Transcript summary



The table shows all splice variants for a gene and includes noncoding transcripts.

The transcript which you are viewing is highlighted in blue in the table.


Immediately below the transcript table, you will find additional information about the transcript you are viewing. This includes:

  • Statistics - Number of exons, transcript length in basepairs, and translation length (number of amino acids in the protein)
  • Type - Both the transcript status and the biotype are shown. More information about this is below.
  • Prediction method - The original source of the transcript (the VectorBase annotation pipeline or 3rd party annotations imported from ENA or other labs).
  • Alternative transcripts - Matching transcripts.
  • Frameshift introns - Frameshift introns (if shown) are introduced by the VectorBase genebuild in order to fit the cDNA sequence to the genome. They are indicated below the transcript diagram if these short introns are present. These are introns the length of 1, 2, 4, or 5 basepairs.

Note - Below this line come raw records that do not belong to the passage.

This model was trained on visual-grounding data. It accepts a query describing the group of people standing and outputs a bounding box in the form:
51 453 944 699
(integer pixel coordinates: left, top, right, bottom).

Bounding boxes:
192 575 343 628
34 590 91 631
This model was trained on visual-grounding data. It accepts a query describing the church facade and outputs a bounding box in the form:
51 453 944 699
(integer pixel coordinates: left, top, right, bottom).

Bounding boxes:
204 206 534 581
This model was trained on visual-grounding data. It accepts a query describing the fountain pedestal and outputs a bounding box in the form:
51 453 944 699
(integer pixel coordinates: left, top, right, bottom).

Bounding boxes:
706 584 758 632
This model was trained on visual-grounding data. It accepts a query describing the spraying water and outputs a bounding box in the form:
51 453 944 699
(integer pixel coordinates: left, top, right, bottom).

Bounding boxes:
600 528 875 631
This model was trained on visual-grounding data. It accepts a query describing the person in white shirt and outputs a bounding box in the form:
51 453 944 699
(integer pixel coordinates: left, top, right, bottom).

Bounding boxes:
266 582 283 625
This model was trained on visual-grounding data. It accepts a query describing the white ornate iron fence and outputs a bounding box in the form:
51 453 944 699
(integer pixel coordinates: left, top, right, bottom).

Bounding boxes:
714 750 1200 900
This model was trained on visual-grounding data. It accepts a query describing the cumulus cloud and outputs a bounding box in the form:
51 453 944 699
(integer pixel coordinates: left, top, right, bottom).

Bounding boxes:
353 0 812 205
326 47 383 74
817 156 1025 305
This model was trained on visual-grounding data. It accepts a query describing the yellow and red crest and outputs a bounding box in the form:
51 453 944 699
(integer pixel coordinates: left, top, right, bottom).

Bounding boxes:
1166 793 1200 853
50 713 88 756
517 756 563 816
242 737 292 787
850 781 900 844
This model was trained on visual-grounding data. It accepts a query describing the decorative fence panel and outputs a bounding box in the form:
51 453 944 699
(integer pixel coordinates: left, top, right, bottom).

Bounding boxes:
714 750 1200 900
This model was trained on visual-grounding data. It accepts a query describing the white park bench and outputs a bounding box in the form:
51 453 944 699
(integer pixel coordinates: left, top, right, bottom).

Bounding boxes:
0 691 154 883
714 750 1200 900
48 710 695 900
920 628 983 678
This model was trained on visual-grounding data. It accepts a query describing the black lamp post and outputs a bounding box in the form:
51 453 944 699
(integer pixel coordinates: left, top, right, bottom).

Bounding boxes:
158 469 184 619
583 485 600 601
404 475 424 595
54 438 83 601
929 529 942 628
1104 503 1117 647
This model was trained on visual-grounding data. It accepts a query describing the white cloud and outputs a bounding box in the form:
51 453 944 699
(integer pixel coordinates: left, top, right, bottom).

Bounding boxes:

Boxes are exons. Lines connecting the boxes are introns. Filled boxes are coding sequence, and empty, unfilled boxes are UTR (UnTranslated Region).


Depending on factors such as cell type/ tissue type, you may need to use one or more of the transcripts not in these 'reviewed' sets. The general identifiers link at the left of the transcript tab shows matching IDs in other databases, and may help you decide on transcripts. ESTs and expression data from various projects can be turned on in the Location tab, Region in Detail view. This may be of use when determining which transcript set to use.


Non-coding transcripts are predicted using automated approaches.


A known transcript has a sequence match in a sequence repository external to VectorBase for the same species.
A novel transcript has a sequence match outside VectorBase for an alternate species. (Can be read as novel transcript for this species).


If the transcript contains a variation whose alternative allele has a population frequency of at least 10% and is causing the loss or gain of a stop codon in a HapMap population, the variation and affected populations are listed.